Space which is connected but not path-connected Consider the following two definitions:
Connected
: A topologiocal space X is connected if it is not the disjoint union of two open subsets, i.e. if X is a disjoint union of two open sets A and B, then A or B is empty set.
Path Connected
: A topological space X is path-connected if any two points in X can be joined by a continuous path.

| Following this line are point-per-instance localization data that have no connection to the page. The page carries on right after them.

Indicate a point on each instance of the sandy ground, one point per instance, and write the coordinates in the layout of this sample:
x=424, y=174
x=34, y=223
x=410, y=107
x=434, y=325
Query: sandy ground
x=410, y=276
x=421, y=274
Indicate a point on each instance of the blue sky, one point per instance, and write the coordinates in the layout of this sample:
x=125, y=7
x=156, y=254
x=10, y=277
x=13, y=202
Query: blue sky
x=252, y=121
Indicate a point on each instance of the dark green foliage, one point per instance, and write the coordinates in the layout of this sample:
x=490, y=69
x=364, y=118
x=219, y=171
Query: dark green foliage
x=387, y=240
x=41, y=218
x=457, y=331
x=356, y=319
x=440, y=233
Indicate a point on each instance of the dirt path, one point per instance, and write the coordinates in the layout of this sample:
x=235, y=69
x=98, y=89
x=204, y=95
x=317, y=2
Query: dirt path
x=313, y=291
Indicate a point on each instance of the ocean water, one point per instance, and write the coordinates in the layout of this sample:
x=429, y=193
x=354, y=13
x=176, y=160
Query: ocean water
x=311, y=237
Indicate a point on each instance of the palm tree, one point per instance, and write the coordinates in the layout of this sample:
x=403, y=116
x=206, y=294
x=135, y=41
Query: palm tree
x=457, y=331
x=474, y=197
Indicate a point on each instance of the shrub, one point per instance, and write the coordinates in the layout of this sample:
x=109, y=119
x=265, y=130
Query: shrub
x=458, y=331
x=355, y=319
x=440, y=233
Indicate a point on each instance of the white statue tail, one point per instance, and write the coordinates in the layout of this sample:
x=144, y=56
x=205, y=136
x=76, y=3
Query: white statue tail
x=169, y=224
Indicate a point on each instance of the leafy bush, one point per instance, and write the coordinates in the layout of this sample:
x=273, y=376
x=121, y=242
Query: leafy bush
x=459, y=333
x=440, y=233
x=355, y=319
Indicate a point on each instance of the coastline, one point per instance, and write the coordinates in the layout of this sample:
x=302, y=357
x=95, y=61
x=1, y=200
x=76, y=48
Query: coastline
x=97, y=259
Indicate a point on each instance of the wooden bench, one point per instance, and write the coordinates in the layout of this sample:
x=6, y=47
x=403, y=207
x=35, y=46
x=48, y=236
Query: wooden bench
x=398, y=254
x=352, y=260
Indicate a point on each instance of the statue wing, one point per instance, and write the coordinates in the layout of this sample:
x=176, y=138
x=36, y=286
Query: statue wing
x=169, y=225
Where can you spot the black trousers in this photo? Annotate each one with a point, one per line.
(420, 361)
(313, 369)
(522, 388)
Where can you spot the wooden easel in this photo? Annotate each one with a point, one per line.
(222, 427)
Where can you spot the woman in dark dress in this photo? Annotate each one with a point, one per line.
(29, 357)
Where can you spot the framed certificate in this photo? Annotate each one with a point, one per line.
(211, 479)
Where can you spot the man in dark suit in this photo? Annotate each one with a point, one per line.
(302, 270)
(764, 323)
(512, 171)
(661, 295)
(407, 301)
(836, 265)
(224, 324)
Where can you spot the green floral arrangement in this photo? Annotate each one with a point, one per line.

So far I can picture, I think they should be equivalent. If X is connected iff it is path-connected. But, the Thm I got from lecture is just if X path connected then X is connected (The converse not necessarily true.)
Can anyone give me some picture of space which is connected but not path-connected? Just picture please, cuz I wanna grab the idea. I have already seen some examples like in connected but not path connected?, I cannot grab the idea if it (such space) consist of a single piece, then I couldn't make a continuous path from any two points.
Thank you :)
 A: Others have mentioned the topologist's sine curve, that's the canonical example. But I like this one, though it is the same idea:

This is the image of the parametric curve $\gamma(t)=\langle (1+1/t)\cos t,(1+1/t)\sin t\rangle,$ along with the unit circle. There is no path joining a point on the curve with a point on the circle. Yet, the space is the closure of the connected set $\gamma((1,\infty))$, so it is connected.
A: This picture of the comb space from the Wikipedia article on it may help:

This answer contains a pretty extensive discussion of why the deleted comb space, though connected, is not path-connected. (The deleted comb space has only two points on the $y$-axis, the origin, and $\langle 0,1\rangle$. There is no path from $\langle 0,1\rangle$ to any other point of the space.)
A: How about $\mathbb{R}_K$. That is the all open intervals together with intervals of the form
$$(a,b) \setminus K$$
where $K=\{\frac{1}{n} : n \in \mathbb{Z}^+\}$. This space is connected and Hausdorff but not path-connected.